In effetti mi pare che Todos Nosotros confermi in un certo senso l’impossibilità, o quanto meno l’inopportunità di “imprigionare” la letteratura in questa categoria, anche nell’interessante declinazione che ne ha dato lo stesso Prunetti.
Vero, Kike Ferrari è un operaio, lavora come addetto alle pulizie nella metropolitana di Buenos Aires ed è un dirigente sindacale. Questa esperienza emerge tra le pagine del romanzo, ma non è al centro della vicenda, come non lo è l’appartenenza di classe dei personaggi (Felipe è sostanzialmente un lumpen che vive di espedienti, Mario si autodefinisce e forse è un piccolo-borghese, José Daniel un intellettuale di successo).

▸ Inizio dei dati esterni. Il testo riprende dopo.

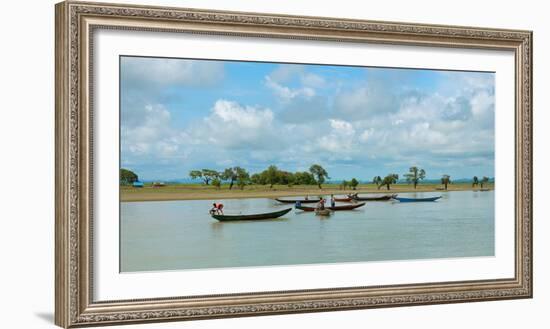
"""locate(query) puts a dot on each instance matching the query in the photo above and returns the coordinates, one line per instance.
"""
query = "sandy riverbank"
(201, 192)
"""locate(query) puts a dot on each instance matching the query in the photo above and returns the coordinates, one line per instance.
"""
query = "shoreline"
(182, 192)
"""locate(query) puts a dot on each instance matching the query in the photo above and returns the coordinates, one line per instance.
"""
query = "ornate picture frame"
(75, 24)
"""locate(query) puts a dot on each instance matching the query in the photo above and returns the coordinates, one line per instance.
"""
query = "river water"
(177, 235)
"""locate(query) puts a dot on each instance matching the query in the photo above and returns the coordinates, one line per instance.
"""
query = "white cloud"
(340, 139)
(313, 80)
(151, 134)
(234, 126)
(286, 93)
(160, 72)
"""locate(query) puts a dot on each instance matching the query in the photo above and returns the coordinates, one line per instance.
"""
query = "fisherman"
(321, 204)
(214, 209)
(217, 208)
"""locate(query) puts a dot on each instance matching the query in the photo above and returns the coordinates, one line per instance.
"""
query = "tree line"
(316, 175)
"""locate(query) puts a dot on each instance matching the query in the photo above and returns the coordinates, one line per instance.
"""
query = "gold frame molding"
(75, 24)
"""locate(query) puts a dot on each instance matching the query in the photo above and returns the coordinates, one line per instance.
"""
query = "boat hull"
(418, 200)
(375, 198)
(324, 212)
(301, 201)
(336, 208)
(343, 199)
(271, 215)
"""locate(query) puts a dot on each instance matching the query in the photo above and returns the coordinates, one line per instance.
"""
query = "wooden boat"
(323, 212)
(301, 201)
(269, 215)
(335, 208)
(418, 199)
(373, 198)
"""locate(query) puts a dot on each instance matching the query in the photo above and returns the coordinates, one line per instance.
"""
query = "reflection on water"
(170, 235)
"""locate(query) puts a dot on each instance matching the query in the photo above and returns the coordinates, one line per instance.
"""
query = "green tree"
(389, 180)
(127, 177)
(231, 175)
(319, 173)
(243, 177)
(303, 178)
(217, 182)
(475, 181)
(271, 175)
(344, 185)
(205, 174)
(415, 175)
(257, 179)
(446, 180)
(378, 181)
(354, 182)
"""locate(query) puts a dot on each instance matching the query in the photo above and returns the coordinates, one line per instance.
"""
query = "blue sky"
(178, 115)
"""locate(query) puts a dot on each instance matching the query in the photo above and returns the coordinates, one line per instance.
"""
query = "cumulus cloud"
(151, 134)
(378, 121)
(160, 72)
(234, 126)
(286, 93)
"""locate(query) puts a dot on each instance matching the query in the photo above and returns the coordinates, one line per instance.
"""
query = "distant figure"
(217, 208)
(321, 204)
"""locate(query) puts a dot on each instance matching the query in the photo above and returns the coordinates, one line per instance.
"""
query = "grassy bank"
(203, 192)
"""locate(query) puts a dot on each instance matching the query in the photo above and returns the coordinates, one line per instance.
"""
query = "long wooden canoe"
(373, 198)
(301, 201)
(417, 199)
(322, 212)
(269, 215)
(335, 208)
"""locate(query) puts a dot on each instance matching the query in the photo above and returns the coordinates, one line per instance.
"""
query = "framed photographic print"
(217, 164)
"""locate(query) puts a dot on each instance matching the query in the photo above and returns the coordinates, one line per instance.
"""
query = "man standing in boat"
(321, 204)
(217, 208)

Nessuna delle vicende narrate ruota davvero intorno alla rappresentazione della vita e della cultura working class, qualunque cosa si intenda di preciso con questa nozione. Dal punto di vista stilistico, poi, il romanzo attinge sia alla letteratura e alla cultura “alte” che a quelle “mainstream”, a piene mani e senza alcuna remora.
Questo non toglie neppure un grammo al grande valore non solo letterario ma anche politico di Todos Nosotros: un libro che può aiutare una nuova generazione di militanti a riportare la lotta di classe e la rivoluzione sul lato giusto della frontiera tra il possibile e la finzione.